By Allan Benner
Nov 07, 2019
Niagara is outpacing the rest of the province with its number of businesses opting to become certified living wage employers.
“Niagara is definitely gaining the most right now,” said Ontario Living Wage Network manager Anne Coleman.
The region currently has 28 businesses and organizations certified as living wage employers, meaning they provide workers with enough income to meet their cost-of-living needs, rather than minimum wage.
And the vast majority of those employers didn’t sign on until this year.
As a result of that recent growth, Coleman said, the local program — launched two years ago by the Niagara Poverty Reduction Network — is now leading the 27 participating regions across Ontario.
“I think the reason for that is the dedication of the local group that’s working on the living wage, as well as media,” said Coleman.
“There’s so much positive media in the region and that’s really getting the word out.”
She joined Niagara Poverty Reduction Network chair Glen Walker, Beechwood Doughnuts co-owner Tayler Book, and PenFinancial Credit Union’s chief human resources officer Jayne Paquin for a panel discussion about the initiative Thursday at Robertson Hall in St. Catharines.
Although some regions still have more certified living wage employers than Niagara, she said, those places “have been doing it for a much longer time.”
Earlier this week, the Niagara Poverty Reduction Network announced the region’s latest living wage calculation, estimating it costs $18.12 an hour for a double-income family of four to cover the costs they face.
It puts Niagara at the fifth most expensive region in the province.
Walker attributed the recent growth of the program to business owners inspired to participate by others who have joined the program.
“It’s that type of word-of-mouth,” he said, adding the need for more businesses to get involved is increasing.
“I keep hearing stories every day of people having to work 70 hours a week, just to make ends meet.
“We have all sorts of people with two or three part-time jobs and trying to juggle that is so challenging. It’s almost impossible,” Walker said.
Escalating costs combined with inadequate wages, he said, have resulted in a “dramatic increase in couch surfing, homelessness, just because people can’t afford a place to live, let alone buying food and transportation — it’s just awful.”
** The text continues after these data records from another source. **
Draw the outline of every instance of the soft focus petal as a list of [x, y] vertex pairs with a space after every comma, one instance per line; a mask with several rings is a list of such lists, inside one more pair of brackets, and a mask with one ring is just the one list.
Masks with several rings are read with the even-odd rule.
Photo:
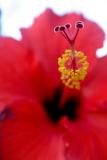
[[0, 38], [1, 107], [19, 98], [46, 99], [53, 93], [53, 84], [30, 49], [12, 38]]
[[86, 119], [69, 123], [65, 136], [67, 160], [107, 159], [107, 112], [90, 113]]
[[83, 94], [89, 100], [89, 108], [107, 108], [107, 56], [98, 59], [96, 66], [88, 75], [88, 79], [83, 88]]
[[76, 122], [67, 120], [63, 132], [49, 122], [37, 102], [17, 102], [12, 109], [12, 118], [1, 124], [3, 160], [107, 159], [106, 112], [89, 112]]
[[0, 38], [0, 102], [33, 97], [32, 55], [14, 39]]
[[53, 79], [52, 73], [50, 75], [41, 63], [38, 63], [34, 68], [32, 82], [36, 98], [41, 102], [52, 99], [56, 89], [60, 87], [56, 77]]
[[64, 160], [60, 129], [49, 122], [38, 103], [20, 101], [11, 110], [12, 118], [1, 124], [3, 160]]

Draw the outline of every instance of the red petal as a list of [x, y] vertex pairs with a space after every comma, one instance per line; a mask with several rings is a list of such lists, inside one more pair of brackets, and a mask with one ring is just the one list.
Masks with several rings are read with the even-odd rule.
[[[5, 103], [19, 97], [34, 97], [32, 59], [21, 42], [0, 38], [0, 101]], [[30, 56], [32, 58], [32, 56]]]
[[93, 113], [70, 123], [65, 136], [67, 160], [107, 159], [107, 113]]
[[3, 160], [64, 160], [63, 141], [36, 102], [17, 102], [13, 118], [1, 124]]
[[[33, 87], [35, 90], [36, 98], [39, 100], [46, 101], [52, 99], [56, 89], [60, 87], [59, 82], [56, 77], [53, 79], [53, 74], [45, 70], [43, 64], [38, 63], [38, 65], [34, 69], [33, 73]], [[59, 78], [60, 81], [60, 78]]]
[[[83, 91], [89, 107], [92, 109], [107, 109], [107, 56], [99, 58], [96, 66], [88, 75]], [[92, 106], [92, 107], [91, 107]]]
[[37, 102], [17, 102], [12, 109], [13, 119], [1, 124], [3, 160], [107, 159], [106, 113], [89, 113], [87, 120], [69, 122], [65, 149], [60, 129], [48, 121]]
[[29, 48], [12, 38], [0, 38], [0, 106], [20, 98], [46, 100], [58, 86]]
[[0, 106], [17, 98], [52, 96], [54, 80], [36, 61], [32, 51], [20, 41], [0, 38]]

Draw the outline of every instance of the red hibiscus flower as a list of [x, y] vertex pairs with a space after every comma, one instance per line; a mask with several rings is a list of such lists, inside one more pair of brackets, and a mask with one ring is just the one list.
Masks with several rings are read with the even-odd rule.
[[[74, 47], [89, 62], [78, 89], [60, 80], [57, 59], [69, 43], [53, 33], [54, 26], [77, 21], [85, 27]], [[83, 15], [47, 10], [21, 32], [21, 41], [0, 38], [1, 160], [106, 160], [107, 57], [95, 55], [103, 31]]]

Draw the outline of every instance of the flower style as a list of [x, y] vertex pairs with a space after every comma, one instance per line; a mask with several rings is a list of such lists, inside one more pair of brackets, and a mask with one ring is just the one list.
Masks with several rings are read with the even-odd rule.
[[83, 28], [83, 22], [76, 22], [76, 32], [71, 37], [70, 24], [56, 26], [55, 32], [60, 32], [64, 38], [70, 43], [71, 49], [66, 50], [62, 57], [58, 59], [59, 71], [63, 83], [69, 88], [80, 89], [80, 81], [84, 80], [87, 74], [89, 63], [87, 57], [82, 52], [74, 50], [74, 44], [79, 30]]
[[[77, 21], [85, 26], [74, 47], [89, 62], [79, 89], [60, 79], [57, 59], [69, 44], [53, 33]], [[104, 32], [83, 15], [48, 9], [21, 33], [21, 41], [0, 38], [1, 160], [106, 160], [107, 56], [95, 55]]]

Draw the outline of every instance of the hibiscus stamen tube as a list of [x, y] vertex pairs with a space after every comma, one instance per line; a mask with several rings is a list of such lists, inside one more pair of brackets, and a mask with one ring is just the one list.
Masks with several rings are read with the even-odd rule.
[[62, 56], [58, 58], [61, 80], [69, 88], [80, 89], [80, 83], [85, 79], [89, 67], [87, 56], [82, 51], [76, 51], [74, 47], [77, 35], [83, 27], [84, 23], [77, 21], [74, 34], [70, 32], [71, 24], [69, 23], [54, 28], [54, 31], [61, 33], [70, 44], [70, 49], [66, 49]]

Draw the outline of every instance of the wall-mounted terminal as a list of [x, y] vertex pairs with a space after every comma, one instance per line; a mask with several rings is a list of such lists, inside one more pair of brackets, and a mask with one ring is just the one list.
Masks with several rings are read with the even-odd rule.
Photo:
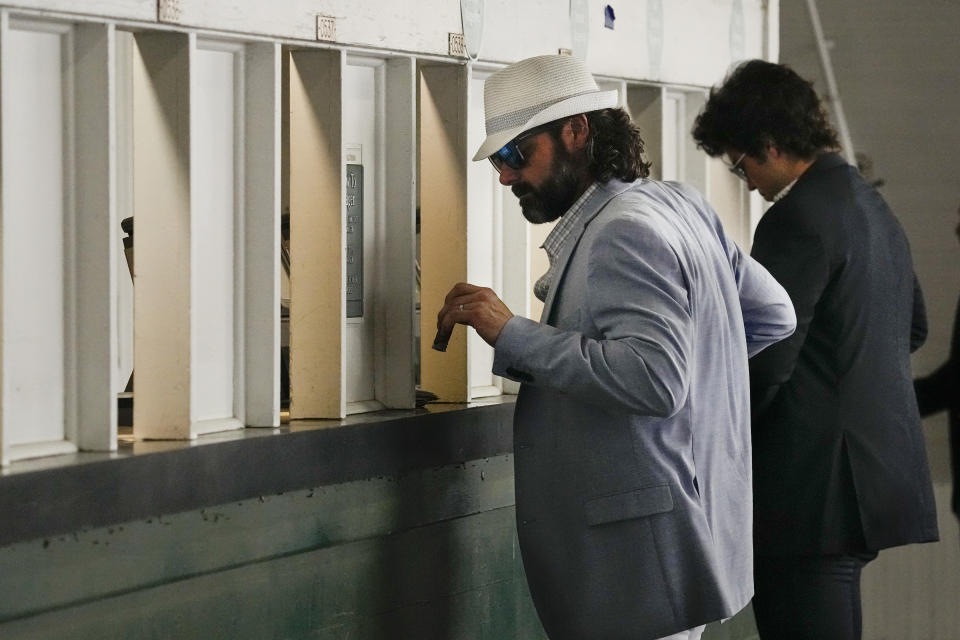
[[337, 39], [337, 19], [333, 16], [317, 16], [317, 40], [334, 42]]

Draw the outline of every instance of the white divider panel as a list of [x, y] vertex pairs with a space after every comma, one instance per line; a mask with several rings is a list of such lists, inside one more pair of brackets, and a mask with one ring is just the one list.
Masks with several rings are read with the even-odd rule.
[[[483, 83], [490, 74], [470, 77], [467, 129], [467, 282], [503, 294], [503, 197], [499, 177], [489, 162], [473, 162], [473, 152], [485, 137]], [[523, 249], [526, 236], [519, 238]], [[467, 330], [470, 399], [499, 395], [500, 378], [493, 375], [493, 349], [476, 331]]]
[[[115, 32], [76, 27], [77, 416], [81, 449], [117, 448]], [[122, 274], [129, 282], [128, 273]], [[126, 381], [124, 380], [124, 383]]]
[[[116, 163], [114, 183], [117, 220], [133, 215], [133, 34], [115, 31], [114, 87], [116, 92]], [[117, 222], [119, 224], [119, 222]], [[127, 265], [120, 231], [114, 242], [114, 273], [117, 282], [115, 393], [124, 391], [133, 373], [133, 277]]]
[[4, 463], [76, 450], [72, 62], [68, 25], [0, 12]]
[[190, 418], [196, 435], [243, 426], [244, 48], [198, 41], [190, 53]]
[[[542, 303], [539, 307], [534, 304], [540, 301], [533, 296], [533, 283], [546, 267], [533, 273], [531, 256], [537, 251], [546, 262], [546, 254], [539, 247], [553, 224], [529, 224], [516, 196], [500, 184], [499, 174], [490, 163], [472, 159], [486, 135], [483, 83], [490, 73], [474, 69], [470, 79], [467, 276], [469, 282], [493, 289], [513, 313], [539, 320]], [[475, 331], [467, 335], [470, 398], [516, 393], [519, 385], [493, 375], [493, 349]]]
[[744, 251], [750, 250], [750, 214], [747, 184], [730, 173], [720, 158], [707, 163], [707, 200], [716, 209], [726, 234]]
[[684, 91], [682, 94], [681, 118], [679, 127], [679, 142], [683, 147], [684, 171], [686, 174], [685, 182], [694, 187], [700, 193], [707, 195], [707, 165], [710, 156], [697, 148], [697, 143], [693, 139], [693, 122], [697, 119], [700, 109], [706, 104], [707, 96], [703, 91]]
[[252, 427], [280, 425], [280, 45], [246, 46], [244, 392]]
[[640, 129], [644, 156], [652, 163], [650, 177], [663, 180], [664, 97], [663, 88], [652, 85], [627, 85], [627, 111]]
[[134, 435], [244, 419], [242, 45], [140, 33], [134, 64]]
[[342, 51], [289, 57], [290, 417], [346, 415]]
[[376, 253], [376, 397], [390, 408], [415, 406], [417, 85], [412, 58], [386, 62], [386, 148]]
[[683, 94], [663, 96], [663, 146], [660, 147], [661, 180], [686, 180], [686, 147], [683, 144]]
[[617, 92], [617, 106], [624, 107], [627, 106], [627, 83], [625, 80], [619, 80], [616, 78], [595, 78], [597, 81], [597, 87], [601, 91], [616, 91]]
[[[359, 413], [382, 409], [377, 401], [375, 370], [375, 318], [374, 311], [379, 297], [377, 282], [378, 258], [375, 245], [377, 227], [383, 222], [383, 188], [381, 169], [383, 166], [383, 116], [384, 116], [384, 73], [383, 61], [370, 58], [347, 58], [343, 76], [343, 146], [344, 164], [362, 167], [362, 190], [360, 185], [353, 189], [360, 191], [360, 199], [353, 193], [345, 193], [346, 215], [357, 216], [361, 220], [346, 221], [347, 253], [347, 296], [354, 291], [362, 292], [360, 315], [350, 313], [348, 303], [343, 327], [344, 349], [344, 390], [347, 413]], [[344, 167], [344, 175], [347, 175]], [[349, 185], [348, 185], [349, 187]], [[351, 200], [352, 199], [352, 200]], [[358, 213], [359, 210], [359, 213]], [[350, 247], [350, 238], [358, 235], [361, 251], [354, 252]], [[351, 262], [354, 262], [351, 264]], [[351, 268], [359, 263], [362, 282], [350, 282]], [[350, 317], [353, 315], [354, 317]]]
[[[484, 165], [487, 171], [496, 175], [489, 162], [478, 163]], [[504, 303], [516, 314], [539, 320], [543, 311], [543, 303], [533, 295], [533, 285], [537, 279], [546, 273], [549, 267], [546, 252], [540, 248], [555, 223], [533, 225], [527, 222], [520, 212], [520, 203], [510, 189], [500, 187], [497, 200], [500, 204], [501, 236], [503, 250], [501, 252], [500, 294]], [[496, 202], [494, 203], [496, 206]], [[541, 237], [542, 236], [542, 237]], [[535, 254], [541, 254], [536, 256]], [[547, 263], [542, 271], [535, 271], [534, 266], [539, 260]], [[484, 344], [492, 355], [493, 349]], [[516, 394], [520, 391], [520, 383], [506, 378], [494, 377], [503, 393]]]
[[[348, 302], [343, 328], [347, 413], [415, 406], [414, 80], [410, 58], [347, 58], [344, 162], [363, 167], [362, 315], [349, 317]], [[348, 187], [348, 217], [355, 215], [357, 206], [349, 201], [352, 195]], [[347, 220], [348, 238], [352, 229], [359, 233], [355, 225], [355, 220]], [[349, 239], [347, 243], [349, 247]], [[361, 256], [348, 249], [346, 259]], [[346, 268], [349, 278], [350, 265]], [[347, 282], [348, 300], [356, 284]]]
Walker called the living wage initiative a great place to start working toward resolving those challenges.
Coleman said businesses and organizations that have opted to participate in the program “see the benefits of paying a living wage certainly for workers, for business and for the community.”
In addition to continuing to encourage employers to get involved, Coleman said the Ontario Living Wage Network hopes to get more regions active.
“Our goal is to blanket the whole province and really, we want to reduce poverty. We want to raise wages.”